La scomparsa della vedova
Vuole denunciare la scomparsa dell’anziana madre, la vedova Ester Maria Perrocchio. Si chiama Giovanni Maurier, di professione pittore, sconosciuto ai più. Probabilmente è mosso da motivi di interesse e non da vera preoccupazione per la scomparsa della madre, incidentalmente proprietaria di un intero stabile in via Santa Marta, a due passi da stretta Bagnera. Stabile di cui il Boggia è diventato inspiegabilmente amministratore. Le indagini prendono avvio e presto emergono inquietanti elementi. Alcuni abitanti di stretta Bagnera giurano di aver visto uno strano andirivieni notturno con protagonista il Boggia che trascina sacchi e attrezzi vari.
Il giudice
Il giudice Crivelli, incaricato delle indagini, ordina vari sopralluoghi e durante uno di questi il corpo della Perrocchio è rinvenuto nella cantina utilizzata dal Boggia. È privo di gambe e braccia e questo fa il paio con la testimonianza di una persona che giura di aver visto il Boggia scendere le scale con una gerla molto pesante sulle spalle. Ma le sorprese non finiscono qui.

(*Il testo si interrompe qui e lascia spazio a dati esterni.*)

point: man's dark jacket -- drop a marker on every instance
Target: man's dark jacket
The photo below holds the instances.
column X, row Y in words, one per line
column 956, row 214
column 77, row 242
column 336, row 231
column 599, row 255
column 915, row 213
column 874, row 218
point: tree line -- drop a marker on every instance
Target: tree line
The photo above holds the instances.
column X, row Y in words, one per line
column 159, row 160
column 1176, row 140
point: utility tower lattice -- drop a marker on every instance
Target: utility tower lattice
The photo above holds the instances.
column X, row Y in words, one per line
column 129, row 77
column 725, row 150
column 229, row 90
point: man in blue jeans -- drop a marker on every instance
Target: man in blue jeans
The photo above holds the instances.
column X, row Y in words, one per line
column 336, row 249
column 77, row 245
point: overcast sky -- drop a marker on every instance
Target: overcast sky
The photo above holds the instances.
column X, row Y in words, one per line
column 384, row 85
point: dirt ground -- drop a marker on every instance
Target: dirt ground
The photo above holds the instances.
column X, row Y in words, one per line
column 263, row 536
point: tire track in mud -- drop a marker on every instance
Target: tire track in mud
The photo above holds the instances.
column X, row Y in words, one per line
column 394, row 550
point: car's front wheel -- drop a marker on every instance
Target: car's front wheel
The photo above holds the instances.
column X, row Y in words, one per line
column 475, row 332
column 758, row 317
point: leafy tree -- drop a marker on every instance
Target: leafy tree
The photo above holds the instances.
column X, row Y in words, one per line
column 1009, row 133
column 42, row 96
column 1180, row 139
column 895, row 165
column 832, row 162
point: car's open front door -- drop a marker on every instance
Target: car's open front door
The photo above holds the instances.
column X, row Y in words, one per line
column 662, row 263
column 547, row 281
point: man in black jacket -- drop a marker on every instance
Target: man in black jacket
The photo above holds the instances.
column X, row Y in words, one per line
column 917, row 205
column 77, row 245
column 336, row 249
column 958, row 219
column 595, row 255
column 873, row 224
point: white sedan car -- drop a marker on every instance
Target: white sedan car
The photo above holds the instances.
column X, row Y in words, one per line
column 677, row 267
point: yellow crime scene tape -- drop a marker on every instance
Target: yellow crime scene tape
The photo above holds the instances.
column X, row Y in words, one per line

La cantina dei corpi mummificati
Altri corpi mummificati giacciono in quella cantina. Sono quelli di Angelo Ribbone e Giuseppe Marchesotti. Tutti uccisi a colpi di ascia e poi smembrati per diminuirne l’ingombro. Tutti si sono trovati sulla strada del Boggia che ha visto in loro delle prede capaci di fornirgli denaro. Ma l’avidità del Boggia è senza limiti; non solo tre omici certamente anche un quarto e forse altri di cui non si sono trovate prove ma solo vaghi indizi. In corso di processo emergerà anche un tentato omicidio a scopo di rapina.
Boggia lo scaltro
Un’abilità singolare e una capacità di persuasione straordinaria consentono al Boggia di circuire persone che ingenuamente gli rivelano di avere disponibilità economiche. È inoltre dotato di una scaltrezza notevole tanto d’architettare raggiri in cui coinvolge ignari notai e notabili vari.
Durante il processo il Boggia dapprima nega, poi non ricorda, infine confessa e tenta la carta della pazzia che anni addietro gli ha consentito di evitare una pena per tentato omicidio. Questa volta non serve. Il Tribunale emette la sua sentenza di morte. Il ricorso in Appello è respinto e così pure quello di terza istanza. Il Re nega la grazia.
Boia professionisti a Milano e Cesare Lombroso
A Milano un boia non c’è. I numerosi volontari sono scartati per ovvi motivi. Arrivano due professionisti, uno da Torino e uno da Parma. La sentenza è resa esecutiva l’8 aprile 1862 mediante pubblica impiccagione. È l’ultima sentenza di morte eseguita a Milano. Il cadavere di Antonio Boggia è sepolto subito nel cimitero del Gentilino presso il bastione di Porta Ludovica.
La sua testa è invece consegnata al Gabinetto Anatomico dell’Ospedale Maggiore per poi essere affidata agli esami del padre della criminologia, Cesare Lombroso.
Pare che questa parte del corpo dell’assassino ora riposi nel cimitero di Musocco, non si sa dove…
Pare sia la più stretta di Milano, certamente è la più inquietante!